Guadalupe is not an explanation of the Immaculate Conception as such. Rather it is a heavenly confirmation of the basis for her universal maternal mediation as the Immaculate One, and so provides the key to the understanding of the successful evangelization of Mexico and of all people and nations. It is no accident that in every authentic appearance of our Lady since 1531, in some way these two themes, Immaculate Conception and Marian mediation, are involved. In a word, the appearance of the Perfect Virgin declares the wonders of divine grace and glory over a world darkened by sin, the degradation of false worship involving human sacrifice, and the enslavement of neighbor through unjust amassment of riches.

Similarly, today vast numbers of souls are enslaved by the idolatry of sensual pleasure. Instead of worshiping the Child of the Virgin as Our Lady of Guadalupe asked, they sacrifice their offspring and their fecundity to the demands of lust and greed. How needed it is to look upon and listen to the Mother of Tepeyac, the Mother of Life and heed her requests to build a temple for the Holy Spirit in their souls in imitation of the Immaculate Virgin’s purity, modesty and chastity.

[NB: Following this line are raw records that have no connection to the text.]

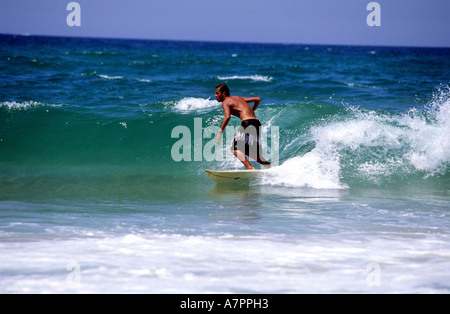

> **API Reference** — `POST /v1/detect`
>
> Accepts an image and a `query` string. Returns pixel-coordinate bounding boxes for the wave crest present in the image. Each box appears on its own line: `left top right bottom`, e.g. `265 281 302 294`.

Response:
261 86 450 188
217 75 273 82
172 97 219 113
0 101 65 111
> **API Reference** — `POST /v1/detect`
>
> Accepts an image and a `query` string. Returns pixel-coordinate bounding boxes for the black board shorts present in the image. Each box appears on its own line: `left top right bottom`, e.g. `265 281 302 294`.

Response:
232 119 263 157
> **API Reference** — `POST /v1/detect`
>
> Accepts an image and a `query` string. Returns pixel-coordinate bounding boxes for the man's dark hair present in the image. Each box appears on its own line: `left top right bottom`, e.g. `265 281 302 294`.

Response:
216 83 230 96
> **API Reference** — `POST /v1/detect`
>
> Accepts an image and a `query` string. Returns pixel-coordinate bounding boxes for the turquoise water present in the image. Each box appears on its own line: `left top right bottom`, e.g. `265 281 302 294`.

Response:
0 35 449 293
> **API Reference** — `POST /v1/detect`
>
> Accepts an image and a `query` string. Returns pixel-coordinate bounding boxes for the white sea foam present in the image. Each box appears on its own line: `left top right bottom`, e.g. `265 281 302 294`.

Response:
390 86 450 176
262 86 450 188
217 75 273 82
263 143 346 190
135 78 152 83
173 97 220 113
1 230 447 293
0 101 64 111
97 74 151 83
98 74 124 80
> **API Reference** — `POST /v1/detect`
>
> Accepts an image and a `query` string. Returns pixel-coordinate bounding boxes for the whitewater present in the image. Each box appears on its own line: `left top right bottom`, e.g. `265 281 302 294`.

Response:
0 35 449 293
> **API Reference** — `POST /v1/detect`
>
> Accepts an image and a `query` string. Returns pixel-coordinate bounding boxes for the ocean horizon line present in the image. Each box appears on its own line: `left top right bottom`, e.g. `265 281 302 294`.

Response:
1 32 449 50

Guadalupe, then, is no mere symbolic myth as one prestigious anti-apparitionist claims and this book refutes. Guadalupe is above all a person, the Perfect Virgin, our Mother of mercy, a model to be imitated, and a living Mother who anticipates our needs as when she intervenes in our history for the sake of our salvation and for the sake of our welfare as pilgrims in this world. As a Mother to all she deliberately spoke in a way that both nations, Indian and Spanish, would understand the same mystery at Extramadura and at Tepeyac—the Immaculate Virgin in her unique role as Mother of all men.

Before airing questions of inculturation, politics, economics, etc., there is need for unity of Faith in her Son. This is possible only when she is humbly acknowledged to be the Mother of God, as in Mexico, by both nations through the erection of a temple in her honor. Where this is not recognized, there will be constant conflict and revolution. The genius of Catholicism, of Catholic political philosophy and culture, is the Perfect Virgin.

“Behold your Mother” Jesus says to St. John (Jn 19:26). To all his “beloved disciples” could He not also be saying before the tilma of Bl. Juan Diego: Behold the Woman of Revelation, the Immaculate? The more we grasp and live this mystery, the foundation of the Virgin’s compassionate and motherly mediation, the greater our understanding of the person and work of her Son and Savior, and our sharing in His life. Blessed, indeed, those who behold their Immaculate Mother and, as the Son asks, take her into their homes by true devotion to Mary, by total consecration to the Immaculate.